- O Brasil registrou um déficit de US$ 5,1 bilhões em transações correntes em junho de 2025.
- Esse valor representa um aumento de 37% em relação ao déficit de US$ 3,4 bilhões do mesmo mês em 2024.
- No acumulado de 12 meses até junho de 2025, o déficit totalizou US$ 71,4 bilhões.

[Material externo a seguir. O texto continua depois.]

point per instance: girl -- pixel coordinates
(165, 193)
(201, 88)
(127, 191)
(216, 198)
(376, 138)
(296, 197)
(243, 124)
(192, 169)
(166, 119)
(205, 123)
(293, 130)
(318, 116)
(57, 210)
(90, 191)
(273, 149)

- O déficit em renda primária cresceu US$ 1,3 bilhão, alcançando US$ 6,2 bilhões, um aumento de 25,5%.
- A conta de serviços teve um saldo negativo de US$ 4,5 bilhões, enquanto a balança comercial de bens registrou superávit de US$ 5,3 bilhões.
O Brasil registrou um déficit de US$ 5,1 bilhões em transações correntes no balanço de pagamentos em junho de 2025. Esse valor representa um aumento de 37% em relação ao déficit de US$ 3,4 bilhões do mesmo mês do ano anterior. O dado foi divulgado pelo Banco Central (BC) no relatório “Estatísticas do setor externo”.
O resultado negativo nas contas externas é um indicativo de que o país enviou mais recursos ao exterior do que recebeu. No acumulado de 12 meses até junho de 2025, o déficit totalizou US$ 71,4 bilhões. O principal fator para esse aumento foi o déficit em renda primária, que cresceu US$ 1,3 bilhão, alcançando US$ 6,2 bilhões, um aumento de 25,5% em relação ao ano anterior.
Detalhes do Déficit
Além da renda primária, o déficit também foi impactado pela conta de serviços, que apresentou um saldo negativo de US$ 4,5 bilhões em junho, uma alta de 3,7% em comparação ao mesmo mês de 2024, quando o déficit foi de US$ 4,4 bilhões. Em contraste, a balança comercial de bens registrou um superávit de US$ 5,3 bilhões.
Os investimentos estrangeiros diretos (IED) no Brasil também mostraram uma queda significativa, somando US$ 2,8 bilhões em junho de 2025, inferior aos US$ 6,3 bilhões do mesmo mês do ano passado. Essa redução na entrada de capital pode indicar uma diminuição da confiança dos investidores na economia brasileira.
Implicações Econômicas
Esses dados refletem um cenário desafiador para a economia brasileira, que enfrenta dificuldades nas contas externas. O aumento do déficit em transações correntes pode impactar a estabilidade econômica e a percepção de risco do país no mercado internacional. O Banco Central continuará monitorando essas movimentações financeiras para avaliar as medidas necessárias para equilibrar as contas externas.